To that end, Fugate says she's mailing free copies of Chasing the Ghost to not-for-profit rehab centers. But while those recipients might find the opening tracks especially relevant, it's the last song, "Angel Lullaby," that seems to offer the most therapeutic value. Everything's gonna be all right, Corinna sings sweetly, her pleasantly arranged guitar melody maintaining the reassuring mood. Her lyrics reveal her belief in angels, and Corinna says that an unseen hand helps to guide her creative process.

"My dad comes and visits me," she says. "That's how I get my songs. I hear my dad singing them. I'll hear music in my head, and then I'll get my guitar and start playing."

Corinna's songs speak to her as well, which eased the process of narrowing the 140 songs she's written in the past year down to the eight that appear on Chasing the Ghost. "The songs themselves decided which ones were going to go on," she says. "They're like my children. Each one has a voice of its own, and not all of them want the limelight. Some of them like coming out more than others. They show up, and they won't go away."

Her tunes also can make persuasive arguments during her performances, causing her to alter her set list. But given that she often plays in bars, she can get confusing messages from her anti-substance-abuse selections. "It's kind of difficult, singing about drug addiction to people who are in the bathrooms getting high," she admits. "It's kind of funny: I'm a recovering alcoholic, and I go and sing in bars.
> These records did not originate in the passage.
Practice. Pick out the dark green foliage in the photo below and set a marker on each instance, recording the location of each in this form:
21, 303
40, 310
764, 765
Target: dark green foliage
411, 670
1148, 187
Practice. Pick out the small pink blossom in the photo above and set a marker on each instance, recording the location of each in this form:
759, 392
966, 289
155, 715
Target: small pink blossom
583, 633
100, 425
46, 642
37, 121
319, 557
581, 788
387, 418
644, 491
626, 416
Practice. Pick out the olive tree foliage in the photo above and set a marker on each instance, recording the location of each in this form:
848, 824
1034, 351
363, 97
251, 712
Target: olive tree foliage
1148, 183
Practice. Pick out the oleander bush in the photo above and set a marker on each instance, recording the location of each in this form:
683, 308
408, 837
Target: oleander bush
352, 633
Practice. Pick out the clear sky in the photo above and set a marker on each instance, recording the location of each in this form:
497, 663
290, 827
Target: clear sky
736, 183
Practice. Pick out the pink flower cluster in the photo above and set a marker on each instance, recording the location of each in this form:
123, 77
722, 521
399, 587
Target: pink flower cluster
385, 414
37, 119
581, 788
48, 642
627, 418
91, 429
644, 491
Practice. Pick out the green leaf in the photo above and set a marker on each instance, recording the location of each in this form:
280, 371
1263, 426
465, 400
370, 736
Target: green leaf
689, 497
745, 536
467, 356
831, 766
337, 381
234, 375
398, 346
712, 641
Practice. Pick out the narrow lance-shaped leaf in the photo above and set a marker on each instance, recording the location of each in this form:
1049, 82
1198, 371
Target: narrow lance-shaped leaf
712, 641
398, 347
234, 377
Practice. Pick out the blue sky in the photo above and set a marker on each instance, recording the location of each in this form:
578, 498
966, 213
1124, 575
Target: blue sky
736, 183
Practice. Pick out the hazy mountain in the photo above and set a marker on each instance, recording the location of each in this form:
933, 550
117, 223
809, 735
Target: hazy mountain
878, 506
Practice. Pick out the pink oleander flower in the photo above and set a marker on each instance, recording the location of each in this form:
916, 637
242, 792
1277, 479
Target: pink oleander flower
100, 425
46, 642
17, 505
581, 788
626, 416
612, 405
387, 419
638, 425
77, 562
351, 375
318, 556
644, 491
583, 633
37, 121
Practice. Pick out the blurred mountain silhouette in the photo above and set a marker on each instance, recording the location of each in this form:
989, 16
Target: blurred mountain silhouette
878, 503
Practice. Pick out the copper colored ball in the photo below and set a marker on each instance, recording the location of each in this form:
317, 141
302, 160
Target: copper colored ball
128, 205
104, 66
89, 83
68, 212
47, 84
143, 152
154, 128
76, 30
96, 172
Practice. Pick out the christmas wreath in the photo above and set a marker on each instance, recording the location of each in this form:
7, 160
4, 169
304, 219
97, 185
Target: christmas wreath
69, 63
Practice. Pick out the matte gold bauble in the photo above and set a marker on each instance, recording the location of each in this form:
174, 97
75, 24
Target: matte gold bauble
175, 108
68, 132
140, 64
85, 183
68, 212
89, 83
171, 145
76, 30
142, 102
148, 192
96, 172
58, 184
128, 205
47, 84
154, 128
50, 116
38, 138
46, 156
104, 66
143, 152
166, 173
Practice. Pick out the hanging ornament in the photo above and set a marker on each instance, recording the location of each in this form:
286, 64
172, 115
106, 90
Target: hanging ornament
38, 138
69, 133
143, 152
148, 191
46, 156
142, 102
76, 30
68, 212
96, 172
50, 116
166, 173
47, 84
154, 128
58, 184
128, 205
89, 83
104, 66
It used to be a little harder, but now music's my new drug of choice."

Still, Corinna prefers the relative serenity of coffeehouses, where, without competition from clinking glasses and pick-up lines, her lyrics have a better chance of reaching listeners and eliciting responses. Once her words make it through, Corinna's music provokes dramatic reactions, from tears to gifts. "As a performer, when I get up onstage I work as a mirror," she says. "What the audience gives to me, I give back to them tenfold. What they give to you, like love, they're trying to give to themselves. And the coolest part is when people come up to you and say, 'Thank you. I'm going through this right now.'"

Even if Corinna does move on to the next level -- and as an attractive, prolific singer/songwriter with a versatile voice and a knowing perspective, she has a shot -- she promises not to let the powers that be soften her autobiographical edge and steer her toward fluffier relationship-based fare. "It has to have depth to it," she says. "There are layers to my songs, and I'm not sure that there are that many layers to people like Britney Spears." (She makes this diplomatic assertion without irony.) "If it's not honest, there's no point in doing it."